Les cheveux me dressent sur la tête chaque fois que j'entends parler de la culture du viol. Je ne dis pas que notre culture est parfaite, loin de là. Mais remettons tout de même les choses en contexte. Dans certains pays, une femme peut être condamnée à être violée pour un crime qu'elle a commis, ou même pour punir un crime commis par un homme de sa famille.

Dans plusieurs pays musulmans, le «taharrush game» est un jeu de harcèlement sexuel commis pas plusieurs hommes contre une femme, menant parfois au viol collectif. De plus en plus de pays ayant accueilli en grand nombre des immigrants en provenance de ces pays voient ce phénomène se produire chez eux.

Un phénomène dérangeant se constate également chez plusieurs rappeurs américains.

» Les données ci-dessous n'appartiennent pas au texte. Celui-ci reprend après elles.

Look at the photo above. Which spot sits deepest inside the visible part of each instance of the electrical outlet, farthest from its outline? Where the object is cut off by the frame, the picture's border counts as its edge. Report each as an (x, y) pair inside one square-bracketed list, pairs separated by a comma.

Des textes de chansons faisant la promotion directe du viol et des violences sexuelles. Le rappeur Rocko, dans sa chanson U.O.E.N.O, raconte avoir mis de la drogue dans la boisson d'une femme et avoir eu des relations sexuelles avec elle lorsqu'elle était sous l'effet de cette drogue «she ain't even know it» (elle ne le sait même pas).

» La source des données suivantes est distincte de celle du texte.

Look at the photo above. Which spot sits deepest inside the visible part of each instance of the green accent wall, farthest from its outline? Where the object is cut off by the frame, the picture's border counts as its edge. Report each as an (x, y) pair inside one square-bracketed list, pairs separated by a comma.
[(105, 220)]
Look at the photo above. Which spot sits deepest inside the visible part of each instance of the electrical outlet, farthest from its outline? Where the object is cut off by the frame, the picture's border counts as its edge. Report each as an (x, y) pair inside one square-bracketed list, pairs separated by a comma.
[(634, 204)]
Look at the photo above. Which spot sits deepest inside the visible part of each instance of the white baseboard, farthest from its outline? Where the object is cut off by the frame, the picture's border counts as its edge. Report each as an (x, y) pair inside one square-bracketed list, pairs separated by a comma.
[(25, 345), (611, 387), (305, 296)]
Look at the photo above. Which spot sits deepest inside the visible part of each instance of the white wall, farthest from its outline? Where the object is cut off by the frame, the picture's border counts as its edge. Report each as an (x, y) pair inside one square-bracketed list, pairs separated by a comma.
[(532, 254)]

Plus du tiers des victimes d'agressions sexuelles ont moins de 15 ans, plus de la moitié ont moins de 18 ans

Eminem, dans la chanson Stay Wide Awake, dit :

«See whore, you're the kind of girl that I'd assault and rape, Then figure, why not try to make your pussy wider,Fuck you with an umbrella, Then open it up while the shit's inside ya » (Tu vois, pute, tu es le genre de fille sur qui je sauterais et que je violerais. Ensuite imagine, pourquoi ne pas essayer d'élargir ta chatte? Je te fourrerais avec un parapluie, et je l'ouvrirais à l'intérieur de toi.)

Beurk!

Par contre, au Québec, la seule fois où je me rappelle avoir vu quelque chose d'équivalent, ça provenait du blogueur Gab Roy. Il a fait la description détaillée de la façon dont il aimerait violer Mariloup Wolfe, et également lors de ce monologue :

«Tu es là si belle, tu es mon air, tu es si pure, tu n'es pas encore au secondaire.

Il est si dur pour moi de te voir pleurer quand j'essuie ma graine pleine de sang sur ton toutou préféré. Dans le silence de la nuit, j'entends des soupirs, la douce mélodie de ton hymen qui déchire. »

Mis à part cet hurluberlu qui a, heureusement, été déclaré délinquant sexuel à vie et accusé de contacts sexuels et de leurre envers une mineure, à quoi se résume «notre» culture du viol?

Il est bon de mentionner que les agressions sexuelles sont en baisse chez nous, que plus du tiers des victimes d'agressions sexuelles ont moins de 15 ans, plus de la moitié ont moins de 18 ans et que l'agresseur est connu de la victime environ 85% du temps. Et le pire, c'est que ces chiffres ne tiennent compte que des agressions sexuelles, mais ne tiennent pas compte des nouvelles infractions sexuelles, comme le leurre et la corruption d'enfant.

Les grands oubliés dans cette hystérie féministo-médiatique de la culture du viol sont la complicité des femmes dans les abus sexuels faits aux enfants, et le plaisir sexuel au féminin.

Des cas célèbres comme celui de Renald Côté, le bourreau de Magog, qui a abusé de sa fille Isabelle jusque sur son lit de mort, et celui du professeur de cégep à Trois-Rivières qui a agressé ses filles pendant une vingtaine d'années ont mis en relief le rôle des femmes dans la perpétuation des abus.

Quand on refuse de sévir contre les femmes qui sont complices de viols

Les filles du professeur, dont l'amie de la mère travaillait à la DPJ, étaient parfois placées nues, à genoux dans le passage, pendant plus d'une heure. Quand le père leur lisait une histoire pour s'endormir, celles-ci devaient être nues. Il prenait de longues douches avec une de ses filles, et les agressions se passaient alors que la mère «lisait son Écho-Vedettes» dans la chambre voisine. Cette mère, la première au Canada a avoir été inculpée pour avoir laissé son mari abuser sexuellement de ses filles, a été acquittée.

Bref, les grands oubliés dans cette hystérie féministo-médiatique de la culture du viol sont la complicité des femmes dans les abus sexuels faits aux enfants, et le plaisir sexuel au féminin.

Vous vous souvenez d'avoir entendu une féministe parler de sexualité sans que ce soit dans un contexte de victimisation de la femme?

Pas moi.

Je deviendrai féministe le jour où, au lieu de partir des mouvements débiles comme #SansOuiCestNon, elles partiront des mouvements comme #JeMeMasturbePendantLaPénétration et #MoiAussiJeJouis.